Food, fuel prices jump again

Food, fuel prices jump again

A man fishes in a flooded rice paddy earlier this month in Chong Kroch village, in Prey Veng province’s Pea Reang district.

Heightened global food and fuel prices continued to inflate Cambodia’s market in September, and experts said flood damages would elevate costs further toward the end of the year.

Year-on-year inflation hit 6.7 per cent in last month, up 1 per cent from August, according to data released yesterday from the National Institute of Statistics.

The price of imported commodities and goods accounted for the most significant price increases in the Kingdom, the data showed. Petrol increased 19.8 per cent year-on-year, while meat prices climbed 20.6 per cent higher than their cost a year earlier.

The price of food and non-alcoholic beverages accelerated by 8.1 per cent, and housing, water and electricity prices also rose by 5.3 per cent, according to the data.

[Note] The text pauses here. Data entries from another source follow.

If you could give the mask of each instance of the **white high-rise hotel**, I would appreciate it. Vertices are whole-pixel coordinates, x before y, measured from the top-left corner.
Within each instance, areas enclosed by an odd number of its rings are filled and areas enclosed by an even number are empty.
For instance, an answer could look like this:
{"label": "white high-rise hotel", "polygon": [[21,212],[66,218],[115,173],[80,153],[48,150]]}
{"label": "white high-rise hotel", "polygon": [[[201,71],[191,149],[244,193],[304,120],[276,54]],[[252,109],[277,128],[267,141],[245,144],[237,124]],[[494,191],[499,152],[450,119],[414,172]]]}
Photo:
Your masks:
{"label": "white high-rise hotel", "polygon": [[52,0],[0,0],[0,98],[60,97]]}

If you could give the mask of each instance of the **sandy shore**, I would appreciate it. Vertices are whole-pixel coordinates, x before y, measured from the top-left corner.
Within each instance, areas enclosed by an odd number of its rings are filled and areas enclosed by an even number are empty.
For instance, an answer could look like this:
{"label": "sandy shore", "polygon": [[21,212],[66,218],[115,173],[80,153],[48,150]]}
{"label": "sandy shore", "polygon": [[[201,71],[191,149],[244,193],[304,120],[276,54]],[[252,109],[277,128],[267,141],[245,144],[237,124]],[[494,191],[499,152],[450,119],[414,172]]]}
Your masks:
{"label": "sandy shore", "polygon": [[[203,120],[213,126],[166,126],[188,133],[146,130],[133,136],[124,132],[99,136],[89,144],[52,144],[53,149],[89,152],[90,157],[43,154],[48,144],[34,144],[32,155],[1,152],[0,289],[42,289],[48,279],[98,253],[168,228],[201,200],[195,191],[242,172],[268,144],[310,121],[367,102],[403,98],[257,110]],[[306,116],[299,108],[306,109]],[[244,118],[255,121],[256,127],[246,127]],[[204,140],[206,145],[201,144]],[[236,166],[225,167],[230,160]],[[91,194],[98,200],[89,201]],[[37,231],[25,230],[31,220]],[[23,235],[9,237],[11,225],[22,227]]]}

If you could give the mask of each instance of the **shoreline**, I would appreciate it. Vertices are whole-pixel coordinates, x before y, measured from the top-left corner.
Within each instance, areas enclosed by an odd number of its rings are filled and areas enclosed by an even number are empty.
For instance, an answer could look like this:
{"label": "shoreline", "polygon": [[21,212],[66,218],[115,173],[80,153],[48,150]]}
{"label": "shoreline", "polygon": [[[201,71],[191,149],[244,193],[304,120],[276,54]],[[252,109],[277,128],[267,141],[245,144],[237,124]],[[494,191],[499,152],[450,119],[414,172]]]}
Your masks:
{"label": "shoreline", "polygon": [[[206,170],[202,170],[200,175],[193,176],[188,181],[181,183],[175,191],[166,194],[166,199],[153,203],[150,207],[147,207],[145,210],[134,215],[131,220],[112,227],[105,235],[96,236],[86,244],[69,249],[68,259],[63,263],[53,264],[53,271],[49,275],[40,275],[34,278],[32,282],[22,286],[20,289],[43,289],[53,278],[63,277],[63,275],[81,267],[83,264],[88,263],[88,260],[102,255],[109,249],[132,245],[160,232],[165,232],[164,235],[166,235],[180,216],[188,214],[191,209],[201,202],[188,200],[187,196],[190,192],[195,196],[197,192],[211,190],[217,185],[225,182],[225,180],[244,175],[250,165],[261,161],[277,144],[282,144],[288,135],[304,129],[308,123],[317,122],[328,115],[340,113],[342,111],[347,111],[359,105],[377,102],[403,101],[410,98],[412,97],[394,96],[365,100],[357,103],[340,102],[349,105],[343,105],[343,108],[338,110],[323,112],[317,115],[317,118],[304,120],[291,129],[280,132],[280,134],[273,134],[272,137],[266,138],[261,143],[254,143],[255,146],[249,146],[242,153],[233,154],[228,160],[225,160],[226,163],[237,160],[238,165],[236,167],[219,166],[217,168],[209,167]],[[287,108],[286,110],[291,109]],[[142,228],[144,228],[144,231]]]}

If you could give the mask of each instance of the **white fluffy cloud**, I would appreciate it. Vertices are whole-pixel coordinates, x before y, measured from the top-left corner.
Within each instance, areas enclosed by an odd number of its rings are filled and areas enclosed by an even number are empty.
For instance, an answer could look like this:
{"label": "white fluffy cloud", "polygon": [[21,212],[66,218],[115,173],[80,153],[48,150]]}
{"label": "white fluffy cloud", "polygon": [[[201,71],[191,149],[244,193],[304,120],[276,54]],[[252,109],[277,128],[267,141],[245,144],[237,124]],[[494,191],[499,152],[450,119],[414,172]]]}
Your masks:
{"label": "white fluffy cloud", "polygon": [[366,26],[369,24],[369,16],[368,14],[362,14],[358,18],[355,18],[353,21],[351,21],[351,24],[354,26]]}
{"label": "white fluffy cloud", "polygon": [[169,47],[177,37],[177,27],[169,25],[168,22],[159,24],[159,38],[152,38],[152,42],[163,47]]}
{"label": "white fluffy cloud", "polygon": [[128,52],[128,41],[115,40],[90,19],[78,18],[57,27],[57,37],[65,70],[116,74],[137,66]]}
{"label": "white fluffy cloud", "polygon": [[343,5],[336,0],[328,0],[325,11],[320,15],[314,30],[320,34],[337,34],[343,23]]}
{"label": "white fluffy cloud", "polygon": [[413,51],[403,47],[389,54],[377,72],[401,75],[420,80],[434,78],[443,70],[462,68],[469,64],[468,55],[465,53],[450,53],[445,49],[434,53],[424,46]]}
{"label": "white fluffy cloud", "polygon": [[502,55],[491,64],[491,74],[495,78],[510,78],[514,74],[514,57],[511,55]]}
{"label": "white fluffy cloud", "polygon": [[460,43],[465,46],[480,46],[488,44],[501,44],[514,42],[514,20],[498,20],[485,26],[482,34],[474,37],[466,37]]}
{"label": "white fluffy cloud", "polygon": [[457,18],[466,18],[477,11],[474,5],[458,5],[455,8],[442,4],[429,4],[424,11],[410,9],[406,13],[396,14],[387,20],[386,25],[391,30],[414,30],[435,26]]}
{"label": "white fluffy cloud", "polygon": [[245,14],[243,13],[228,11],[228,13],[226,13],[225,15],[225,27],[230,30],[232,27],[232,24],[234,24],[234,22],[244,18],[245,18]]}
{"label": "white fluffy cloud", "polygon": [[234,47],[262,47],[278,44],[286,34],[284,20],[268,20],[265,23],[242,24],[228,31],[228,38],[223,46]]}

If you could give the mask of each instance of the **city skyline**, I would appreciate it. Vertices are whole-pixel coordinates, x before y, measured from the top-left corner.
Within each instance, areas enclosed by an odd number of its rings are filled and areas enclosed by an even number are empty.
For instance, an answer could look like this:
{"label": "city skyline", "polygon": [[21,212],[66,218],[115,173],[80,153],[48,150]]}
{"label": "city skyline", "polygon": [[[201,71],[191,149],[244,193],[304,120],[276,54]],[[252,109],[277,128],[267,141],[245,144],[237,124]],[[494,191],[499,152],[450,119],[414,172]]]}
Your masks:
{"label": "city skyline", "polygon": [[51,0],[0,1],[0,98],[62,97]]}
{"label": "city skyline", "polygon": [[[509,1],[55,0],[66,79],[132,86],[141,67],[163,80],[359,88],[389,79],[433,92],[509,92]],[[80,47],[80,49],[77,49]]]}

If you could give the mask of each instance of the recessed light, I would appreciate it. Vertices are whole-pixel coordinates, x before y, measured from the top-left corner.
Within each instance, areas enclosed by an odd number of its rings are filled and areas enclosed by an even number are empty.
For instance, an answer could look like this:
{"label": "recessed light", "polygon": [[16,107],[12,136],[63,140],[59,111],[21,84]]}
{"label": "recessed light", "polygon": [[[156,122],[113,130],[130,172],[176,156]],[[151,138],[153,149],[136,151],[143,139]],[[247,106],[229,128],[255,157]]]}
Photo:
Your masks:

“We’ve observed that the inflation rate continues to increase month-on-month. There will be a negative impact on the economy,” University of Cambodia business and economics lecturer Chheng Kimlong said yesterday. Crop devastation from flooding will lead to much higher inflation toward the end of the year, Chheng Kimlong said, although he didn’t speculate on the potential rate.

And as more agricultural imports will be needed to replenish stock, the Kingdom will import the rising global cost of food, he said.

Government rice stock may stave off some inflationary pressures in 2011, but production shortages next year will also add to increased prices in 2012, Chheng Kimlong said.

Floods destroyed about 10 per cent of the nation’s rice crop, Commerce Minister Cham Prasidh said recently.

Significantly more damage could be incurred if flood waters do not recede, the National Committee for Disaster Management has said.

Kim Savuth, president of local rice miller Khmer Food, said the price of grade No.2 milled rice – a locally marketed grain – jumped to US$550 per tonne, up from $480 per tonne, during September.

Khmer Food has stopped purchasing rice from farmers, Kim Savuth said yesterday.

With additional value-added processing, the company’s milled rice prices would hit $600, he claimed.

Khmer Foods is exclusively selling stock rice to avoid the high prices, he added.

September’s inflation rate has not yet strayed far from domestic and international projections. The International Monetary Fund and the Cambodian government projected Cambodia’s 2011 inflation would at average 6.5 per cent.